Recent developments in developing countries’ foreign exchange markets suggest that the need for more flexible exchange rates became apparent during the 1980s, evidenced by shifts in the exchange rate regimes toward more flexible arrangements, including floating exchange rates. A number of developing countries have adopted floating exchange rates within the context of interbank markets, but sometimes auction market arrangements have also been used.
This study provides an analysis of the group of developing countries that have adopted floating in the context of foreign exchange auctions. It surveys the major issues relating to foreign exchange auction arrangements, both in theory and in practice, and attempts to identify potential advantages and disadvantages of auction mechanisms. The study provides a guide to the actual operations of an auction market, and reviews the official fixing arrangements used by some developing countries with floating exchange rates.
The study accepts that auction markets in principle are likely to improve the allocation of foreign exchange while providing a transparent way of determining the price of foreign exchange.
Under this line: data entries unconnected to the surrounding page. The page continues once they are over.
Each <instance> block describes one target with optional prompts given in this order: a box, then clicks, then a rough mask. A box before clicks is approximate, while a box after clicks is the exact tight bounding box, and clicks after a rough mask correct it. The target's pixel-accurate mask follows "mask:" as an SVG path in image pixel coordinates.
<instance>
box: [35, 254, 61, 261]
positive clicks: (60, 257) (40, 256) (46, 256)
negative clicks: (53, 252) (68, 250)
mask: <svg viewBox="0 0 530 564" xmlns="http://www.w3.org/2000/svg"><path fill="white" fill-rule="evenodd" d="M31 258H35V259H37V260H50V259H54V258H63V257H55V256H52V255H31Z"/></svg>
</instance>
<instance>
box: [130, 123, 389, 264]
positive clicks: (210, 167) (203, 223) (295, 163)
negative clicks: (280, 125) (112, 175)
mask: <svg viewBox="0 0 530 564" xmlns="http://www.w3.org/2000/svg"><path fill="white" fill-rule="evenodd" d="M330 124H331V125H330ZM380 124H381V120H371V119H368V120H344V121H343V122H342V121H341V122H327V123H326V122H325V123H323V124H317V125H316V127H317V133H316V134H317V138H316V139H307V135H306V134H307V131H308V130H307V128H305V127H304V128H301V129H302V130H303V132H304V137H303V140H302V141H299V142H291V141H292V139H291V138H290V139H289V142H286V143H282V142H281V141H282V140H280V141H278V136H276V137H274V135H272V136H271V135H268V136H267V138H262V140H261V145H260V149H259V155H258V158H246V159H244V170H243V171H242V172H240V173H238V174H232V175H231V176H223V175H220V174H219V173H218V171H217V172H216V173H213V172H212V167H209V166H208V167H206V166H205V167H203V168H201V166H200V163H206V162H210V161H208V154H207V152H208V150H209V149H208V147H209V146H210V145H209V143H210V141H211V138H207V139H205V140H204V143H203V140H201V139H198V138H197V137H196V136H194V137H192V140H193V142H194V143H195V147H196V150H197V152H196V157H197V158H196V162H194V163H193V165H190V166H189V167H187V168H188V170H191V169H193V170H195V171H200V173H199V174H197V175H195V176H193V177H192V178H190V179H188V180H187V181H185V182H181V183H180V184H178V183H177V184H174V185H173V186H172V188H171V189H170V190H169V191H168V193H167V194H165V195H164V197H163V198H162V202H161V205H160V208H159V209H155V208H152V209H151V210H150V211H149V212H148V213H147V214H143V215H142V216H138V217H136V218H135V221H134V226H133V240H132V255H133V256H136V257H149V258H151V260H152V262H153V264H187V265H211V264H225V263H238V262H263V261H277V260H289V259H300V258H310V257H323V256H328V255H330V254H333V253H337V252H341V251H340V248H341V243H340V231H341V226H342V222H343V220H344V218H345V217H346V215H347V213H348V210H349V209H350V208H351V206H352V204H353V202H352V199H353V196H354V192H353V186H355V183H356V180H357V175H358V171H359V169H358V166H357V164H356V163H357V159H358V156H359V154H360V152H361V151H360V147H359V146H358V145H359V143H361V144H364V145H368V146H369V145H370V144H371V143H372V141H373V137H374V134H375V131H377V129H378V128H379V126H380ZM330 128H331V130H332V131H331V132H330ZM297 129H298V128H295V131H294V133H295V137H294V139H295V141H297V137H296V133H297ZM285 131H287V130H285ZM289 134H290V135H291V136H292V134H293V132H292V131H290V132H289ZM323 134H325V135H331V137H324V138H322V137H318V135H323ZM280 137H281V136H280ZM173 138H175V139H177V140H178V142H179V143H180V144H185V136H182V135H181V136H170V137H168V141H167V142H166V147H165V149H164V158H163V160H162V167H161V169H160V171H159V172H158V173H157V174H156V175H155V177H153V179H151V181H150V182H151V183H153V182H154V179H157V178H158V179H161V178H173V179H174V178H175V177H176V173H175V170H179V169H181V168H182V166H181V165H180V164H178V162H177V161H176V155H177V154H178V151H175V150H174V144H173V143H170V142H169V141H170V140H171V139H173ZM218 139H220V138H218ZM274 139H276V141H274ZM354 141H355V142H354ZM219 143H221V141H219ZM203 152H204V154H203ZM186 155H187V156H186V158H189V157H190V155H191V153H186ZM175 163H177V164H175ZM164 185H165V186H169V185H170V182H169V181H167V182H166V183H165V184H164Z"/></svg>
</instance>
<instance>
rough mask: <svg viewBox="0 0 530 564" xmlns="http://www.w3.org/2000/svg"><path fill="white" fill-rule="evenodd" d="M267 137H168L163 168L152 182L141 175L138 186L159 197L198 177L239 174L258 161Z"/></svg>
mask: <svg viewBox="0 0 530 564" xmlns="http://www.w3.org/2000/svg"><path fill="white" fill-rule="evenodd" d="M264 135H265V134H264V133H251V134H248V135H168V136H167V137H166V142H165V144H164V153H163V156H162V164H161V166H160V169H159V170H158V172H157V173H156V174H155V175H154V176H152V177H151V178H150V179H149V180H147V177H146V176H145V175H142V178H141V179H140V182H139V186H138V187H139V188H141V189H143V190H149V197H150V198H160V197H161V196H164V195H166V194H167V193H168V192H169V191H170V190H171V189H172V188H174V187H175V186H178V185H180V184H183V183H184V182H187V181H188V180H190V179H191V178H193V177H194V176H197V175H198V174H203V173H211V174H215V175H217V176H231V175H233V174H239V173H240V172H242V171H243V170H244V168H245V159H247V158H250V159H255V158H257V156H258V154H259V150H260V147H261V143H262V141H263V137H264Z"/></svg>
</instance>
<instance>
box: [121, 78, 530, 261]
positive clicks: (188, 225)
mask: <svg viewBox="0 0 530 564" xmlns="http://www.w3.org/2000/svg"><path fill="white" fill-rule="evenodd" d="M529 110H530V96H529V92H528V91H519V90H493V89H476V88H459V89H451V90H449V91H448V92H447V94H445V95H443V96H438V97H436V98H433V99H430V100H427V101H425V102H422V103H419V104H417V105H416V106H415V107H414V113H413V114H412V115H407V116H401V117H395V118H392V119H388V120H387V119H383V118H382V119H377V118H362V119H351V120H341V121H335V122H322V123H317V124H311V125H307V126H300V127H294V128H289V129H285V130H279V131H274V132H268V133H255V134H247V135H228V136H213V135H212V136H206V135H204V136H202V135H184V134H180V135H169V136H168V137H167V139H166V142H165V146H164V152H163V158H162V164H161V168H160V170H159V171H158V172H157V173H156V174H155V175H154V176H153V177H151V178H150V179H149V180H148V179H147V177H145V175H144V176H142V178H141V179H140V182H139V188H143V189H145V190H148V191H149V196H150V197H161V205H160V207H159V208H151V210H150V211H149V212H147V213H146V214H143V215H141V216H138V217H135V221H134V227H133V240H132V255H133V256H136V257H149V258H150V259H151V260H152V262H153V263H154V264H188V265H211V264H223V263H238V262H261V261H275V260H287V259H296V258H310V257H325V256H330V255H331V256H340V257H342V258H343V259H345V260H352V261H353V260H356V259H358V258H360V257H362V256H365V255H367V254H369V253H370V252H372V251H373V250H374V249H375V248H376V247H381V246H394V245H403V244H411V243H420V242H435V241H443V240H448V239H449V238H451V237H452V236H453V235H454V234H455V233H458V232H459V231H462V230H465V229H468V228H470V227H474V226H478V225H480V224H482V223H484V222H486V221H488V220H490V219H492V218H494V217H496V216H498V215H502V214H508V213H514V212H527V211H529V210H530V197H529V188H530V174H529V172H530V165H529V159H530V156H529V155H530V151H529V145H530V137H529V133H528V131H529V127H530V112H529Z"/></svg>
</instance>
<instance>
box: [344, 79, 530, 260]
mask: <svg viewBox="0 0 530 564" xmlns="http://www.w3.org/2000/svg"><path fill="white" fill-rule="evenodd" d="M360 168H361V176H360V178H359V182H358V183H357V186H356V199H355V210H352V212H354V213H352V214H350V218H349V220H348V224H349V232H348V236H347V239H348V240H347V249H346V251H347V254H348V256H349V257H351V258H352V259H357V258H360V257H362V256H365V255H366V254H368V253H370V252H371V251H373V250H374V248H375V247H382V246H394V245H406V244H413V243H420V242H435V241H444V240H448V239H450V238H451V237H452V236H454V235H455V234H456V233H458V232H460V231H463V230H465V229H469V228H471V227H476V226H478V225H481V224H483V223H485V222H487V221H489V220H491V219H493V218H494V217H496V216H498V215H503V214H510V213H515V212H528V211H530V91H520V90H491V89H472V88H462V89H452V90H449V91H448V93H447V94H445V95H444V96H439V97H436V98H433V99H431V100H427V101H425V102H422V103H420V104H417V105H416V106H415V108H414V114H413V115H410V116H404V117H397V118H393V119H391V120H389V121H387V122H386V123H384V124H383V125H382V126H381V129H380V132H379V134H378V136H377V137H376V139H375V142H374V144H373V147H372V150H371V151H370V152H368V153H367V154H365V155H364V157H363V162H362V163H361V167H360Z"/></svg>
But the paper says the practical efficiency of auction markets is often undermined by government interference and manipulation of the auction-based exchange rate as well as the allocation of foreign exchange, which has led to situations where the credibility of the auction market is lost and the transparency of the auction system becomes doubtful. Sometimes market efficiency has been undermined because foreign exchange has been concentrated in the hands of a few influential buyers or sellers who were able to manipulate the market-based arrangement. Further, auction market arrangements have not generally succeeded in unifying official and parallel exchange rates.
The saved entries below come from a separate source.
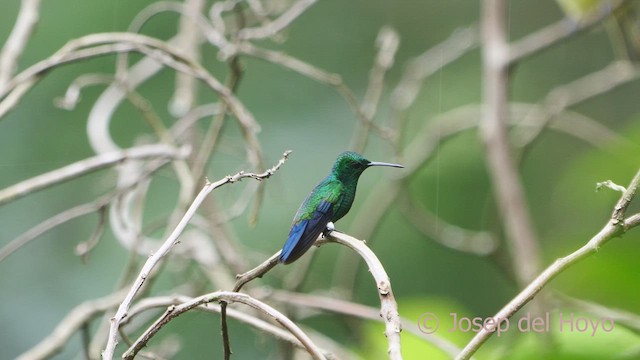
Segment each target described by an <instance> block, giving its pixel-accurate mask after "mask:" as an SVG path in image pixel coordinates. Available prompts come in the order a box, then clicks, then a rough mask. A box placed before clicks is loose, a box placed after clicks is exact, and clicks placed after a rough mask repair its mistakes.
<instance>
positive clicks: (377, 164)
mask: <svg viewBox="0 0 640 360" xmlns="http://www.w3.org/2000/svg"><path fill="white" fill-rule="evenodd" d="M367 166H391V167H400V168H404V166H402V165H400V164H392V163H382V162H378V161H372V162H370V163H369V164H368V165H367Z"/></svg>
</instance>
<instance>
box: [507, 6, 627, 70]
mask: <svg viewBox="0 0 640 360" xmlns="http://www.w3.org/2000/svg"><path fill="white" fill-rule="evenodd" d="M628 1H629V0H608V1H607V5H606V6H603V7H602V9H601V10H602V11H597V12H594V15H595V16H591V17H588V18H586V19H584V21H581V22H580V23H578V24H576V22H575V20H573V19H568V18H565V19H563V20H561V21H558V22H556V23H554V24H551V25H549V26H547V27H545V28H542V29H540V30H538V31H536V32H534V33H531V34H529V35H527V36H526V37H524V38H523V39H520V40H518V41H516V42H514V43H513V44H512V45H511V46H510V50H509V63H510V64H515V63H517V62H519V61H522V60H523V59H524V58H526V57H529V56H532V55H534V54H537V53H538V52H540V51H543V50H546V49H549V48H551V47H552V46H554V45H556V44H559V43H560V42H562V41H564V40H566V39H568V38H570V37H571V36H573V35H577V34H579V33H580V32H582V31H585V30H589V29H591V28H592V27H593V26H595V25H597V24H599V23H600V22H601V21H602V20H604V19H605V18H607V17H609V16H611V14H613V13H614V12H615V11H616V10H617V9H618V8H619V7H620V6H622V5H623V4H624V3H625V2H628Z"/></svg>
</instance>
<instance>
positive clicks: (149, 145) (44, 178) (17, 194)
mask: <svg viewBox="0 0 640 360" xmlns="http://www.w3.org/2000/svg"><path fill="white" fill-rule="evenodd" d="M188 153H189V150H188V148H179V149H176V148H175V147H171V146H167V145H159V144H158V145H143V146H138V147H133V148H129V149H126V150H122V151H114V152H110V153H105V154H101V155H96V156H94V157H91V158H88V159H85V160H80V161H78V162H75V163H73V164H70V165H66V166H63V167H61V168H59V169H56V170H53V171H50V172H48V173H44V174H42V175H38V176H36V177H33V178H31V179H28V180H24V181H22V182H20V183H17V184H15V185H12V186H9V187H7V188H4V189H2V190H0V205H2V204H6V203H8V202H10V201H14V200H16V199H19V198H21V197H23V196H26V195H28V194H31V193H34V192H36V191H38V190H42V189H44V188H46V187H49V186H53V185H55V184H59V183H61V182H64V181H67V180H70V179H73V178H76V177H79V176H82V175H85V174H87V173H90V172H92V171H96V170H99V169H103V168H105V167H108V166H112V165H115V164H118V163H120V162H123V161H126V160H133V159H144V158H150V157H151V158H158V157H160V158H163V157H170V158H184V157H186V156H187V155H188Z"/></svg>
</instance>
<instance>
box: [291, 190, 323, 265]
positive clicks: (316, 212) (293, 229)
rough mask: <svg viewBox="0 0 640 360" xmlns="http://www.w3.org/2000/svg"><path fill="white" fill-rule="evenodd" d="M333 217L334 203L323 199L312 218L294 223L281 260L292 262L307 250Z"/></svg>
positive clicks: (300, 255)
mask: <svg viewBox="0 0 640 360" xmlns="http://www.w3.org/2000/svg"><path fill="white" fill-rule="evenodd" d="M332 217H333V204H332V203H331V202H329V201H326V200H323V201H321V202H320V204H319V205H318V207H317V208H316V210H315V211H314V212H313V216H312V217H311V218H309V219H303V220H300V221H299V222H297V223H294V224H293V225H292V226H291V230H290V231H289V238H288V239H287V242H286V243H285V244H284V247H283V248H282V252H281V253H280V262H281V263H284V264H290V263H292V262H294V261H296V260H297V259H298V258H299V257H300V256H302V254H304V253H305V252H307V250H309V248H310V247H311V246H312V245H313V243H314V242H315V240H316V239H317V238H318V236H320V234H321V233H322V232H323V231H324V229H326V227H327V224H328V223H329V222H330V221H331V218H332Z"/></svg>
Because of inconsistencies between macroeconomic policies and the desire to maintain a strong official presence in the foreign exchange market, auction market arrangements have rarely been sustainable in the long run. In fact, some developing countries that have introduced auctions have eventually terminated them and returned to a fixed exchange rate regime. Other countries that have continued to maintain an auction arrangement have combined it with an interbank market, but this raises questions about the degree of transparency and the transitional contribution that the auctions may have made to the efficiency of foreign exchange allocation.
Some developing countries use official fixing arrangements, either to fix the rate for the interbank market or to establish a rate to effect official transactions. Although such arrangements may, in the interim, be justified on the basis of lack of an efficient interbank market, in the longer run it is clear that direct interbank transactions should be encouraged. Since the fixing arrangements often underscore the centralized allocation by forcing most transactions through the fixing system, thus limiting the scope of the interbank trading, they are likely to slow down the development of a genuine interbank market.